6. Consultation has been minimal at best.
Morgan said the National Iwi Chairs Forum was being treated by the government as a one-stop-shop box-tick for consultation with iwi, which was not what it was intended to be.
Margaret Mutu, a NICF executive member and chair of Te Rūnanga-ā-Iwi o Ngāti Kahu, said the forum had fewer than 20 days to consult with more than 85 Māori authorities about the proposed changes and gather their feedback. Mutu says Goldsmith informed the forum that the prime minister would meet with them about the proposals, but she was still yet to hear from Christopher Luxon.
7. Colonisation has never stopped.
Throughout submissions, there were references to recolonisation and the ongoing colonisation of Māori.
“The Crown’s proposals are the most damaging collection of clear and considered legislative treaty breaches that I’ve seen,” said Jones, while Mutu claimed “he [Goldsmith] would like to see the doctrine of discovery entrenched in this country and the preservation and continuation of the normalisation of racism against Māori”.
Meanwhile, Rahiri, representing Ngāti Ranginui, who settled its treaty claim last year, said “the Crown can not apologise in 2025 and repeat the same behaviours it apologised for in 2026. It cannot promise partnership and then legislate the mechanisms that uphold it. That is not how a treaty partner behaves.”
8. ‘Governments come and go.
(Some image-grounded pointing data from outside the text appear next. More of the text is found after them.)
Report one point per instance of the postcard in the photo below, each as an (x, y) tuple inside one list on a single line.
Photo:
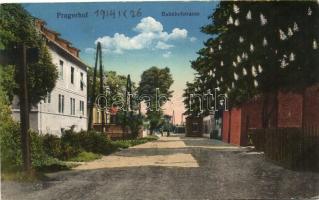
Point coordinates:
[(159, 100)]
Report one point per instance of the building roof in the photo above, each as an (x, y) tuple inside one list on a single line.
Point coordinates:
[(61, 45)]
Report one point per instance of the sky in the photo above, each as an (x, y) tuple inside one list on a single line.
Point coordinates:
[(134, 36)]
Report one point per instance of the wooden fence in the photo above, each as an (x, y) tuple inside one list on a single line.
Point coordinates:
[(294, 148)]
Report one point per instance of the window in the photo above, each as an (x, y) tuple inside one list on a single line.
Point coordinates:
[(61, 103), (61, 70), (82, 107), (81, 81), (72, 106), (72, 75)]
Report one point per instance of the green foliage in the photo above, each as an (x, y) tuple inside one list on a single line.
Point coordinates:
[(52, 145), (152, 79), (227, 54), (123, 144), (17, 26), (85, 157)]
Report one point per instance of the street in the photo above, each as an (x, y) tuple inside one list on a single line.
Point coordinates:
[(173, 168)]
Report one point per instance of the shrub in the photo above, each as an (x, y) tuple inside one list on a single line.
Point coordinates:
[(11, 158), (52, 145), (85, 156)]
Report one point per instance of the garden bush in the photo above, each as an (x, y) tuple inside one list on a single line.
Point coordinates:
[(52, 145)]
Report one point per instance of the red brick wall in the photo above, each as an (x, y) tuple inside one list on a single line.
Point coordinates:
[(311, 106), (290, 114), (225, 126), (235, 126), (289, 109), (252, 111)]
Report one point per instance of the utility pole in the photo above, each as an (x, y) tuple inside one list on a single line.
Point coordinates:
[(20, 55), (98, 58), (24, 107)]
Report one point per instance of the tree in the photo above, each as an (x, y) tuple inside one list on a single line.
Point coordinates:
[(17, 26), (155, 81), (260, 48)]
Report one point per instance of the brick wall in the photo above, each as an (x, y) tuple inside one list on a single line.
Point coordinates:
[(225, 128), (311, 106), (235, 126), (289, 109)]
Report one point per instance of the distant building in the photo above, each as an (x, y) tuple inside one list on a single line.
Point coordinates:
[(65, 106), (293, 110)]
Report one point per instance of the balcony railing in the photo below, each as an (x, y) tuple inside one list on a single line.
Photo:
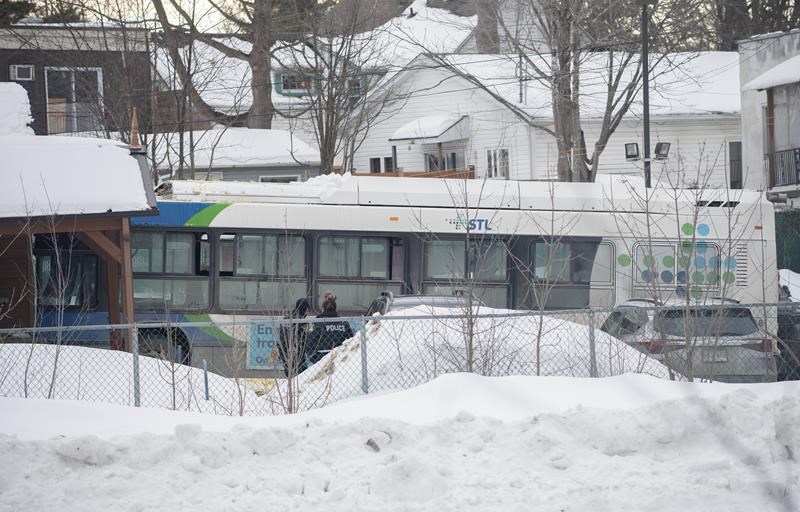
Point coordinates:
[(786, 166), (453, 173)]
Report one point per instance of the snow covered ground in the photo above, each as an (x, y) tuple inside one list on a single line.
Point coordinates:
[(461, 442)]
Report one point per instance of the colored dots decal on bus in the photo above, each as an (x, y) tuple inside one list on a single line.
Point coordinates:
[(697, 263)]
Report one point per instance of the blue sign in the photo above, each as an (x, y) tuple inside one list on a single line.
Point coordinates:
[(262, 348), (797, 165)]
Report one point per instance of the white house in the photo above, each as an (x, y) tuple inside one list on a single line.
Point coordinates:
[(224, 83), (770, 78), (450, 122)]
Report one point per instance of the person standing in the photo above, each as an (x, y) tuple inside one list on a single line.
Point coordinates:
[(291, 348), (325, 336)]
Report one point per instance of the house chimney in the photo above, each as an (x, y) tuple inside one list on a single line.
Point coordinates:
[(136, 144)]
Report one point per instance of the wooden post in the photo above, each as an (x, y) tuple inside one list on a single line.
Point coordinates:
[(127, 278), (112, 277)]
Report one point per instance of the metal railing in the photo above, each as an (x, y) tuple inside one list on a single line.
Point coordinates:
[(786, 165), (275, 366)]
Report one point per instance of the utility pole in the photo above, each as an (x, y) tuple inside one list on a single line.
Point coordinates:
[(646, 90)]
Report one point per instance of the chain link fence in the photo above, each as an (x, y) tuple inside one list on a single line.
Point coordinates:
[(274, 366)]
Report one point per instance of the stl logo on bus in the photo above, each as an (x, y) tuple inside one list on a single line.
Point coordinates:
[(462, 222)]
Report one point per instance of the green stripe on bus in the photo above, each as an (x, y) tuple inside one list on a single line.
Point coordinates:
[(203, 218), (213, 331)]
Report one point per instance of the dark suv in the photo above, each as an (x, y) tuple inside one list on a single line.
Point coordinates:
[(390, 302)]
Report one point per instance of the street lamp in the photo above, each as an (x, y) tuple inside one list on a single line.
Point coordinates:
[(646, 88)]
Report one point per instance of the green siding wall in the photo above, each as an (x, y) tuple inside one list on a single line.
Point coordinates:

Iwi and hapū are forever.’
Those were the words uttered by Morgan near the end of his submission, bringing to mind a well-known whakataukī: “whatungarongaro te tangata, toitū te whenua – as man disappears from sight, the land remains”.
Morgan’s point was that while the government of the day may implement oppressive policy, iwi and hapū will still be here when the government eventually changes.
9. Treaty settlements are being treated as codification of treaty partnership.
Coates raised the point that the government was treating treaty settlements as a codification of treaty partnership by choosing to engage with settled entities rather than all hapū and iwi. She also highlighted that settled entities were being forced to use financial redress to fund litigation against the government, meaning they continued to be disadvantaged.
The damage was two-pronged, with some claimants highlighting that unsettled entities won’t feel they can enter agreements with this government in good faith, given its attitude towards Māori issues.
10. There are a lot of grey areas.
Speaking alongside Morgan, Waikato-Tainui chief executive Donna Flavell highlighted that the government was only choosing to review legislation where it was bound to “give effect to” te tiriti. She questioned why every piece of legislation that included this language wasn’t part of the review.
Aaron Taikato, manuhautū of Far North District Council’s Te Hono unit, spoke of his experience working for Corrections, the Department of Conservation and local government authorities. He said that in his experience, defining what “giving effect to” meant was very subjective and often left to whoever was in charge.
“White fragile systems will hire white fragile thinkers,” Taikato said.
The tribunal panel, consisting of Judge Caren Fox, Derek Fox, Paul Hamer and Kevin Prime, is now waiting for closing submissions from both the Crown and claimants before writing its report, which is expected to be published prior to the first reading of the bill, which is likely to be introduced to parliament early next month.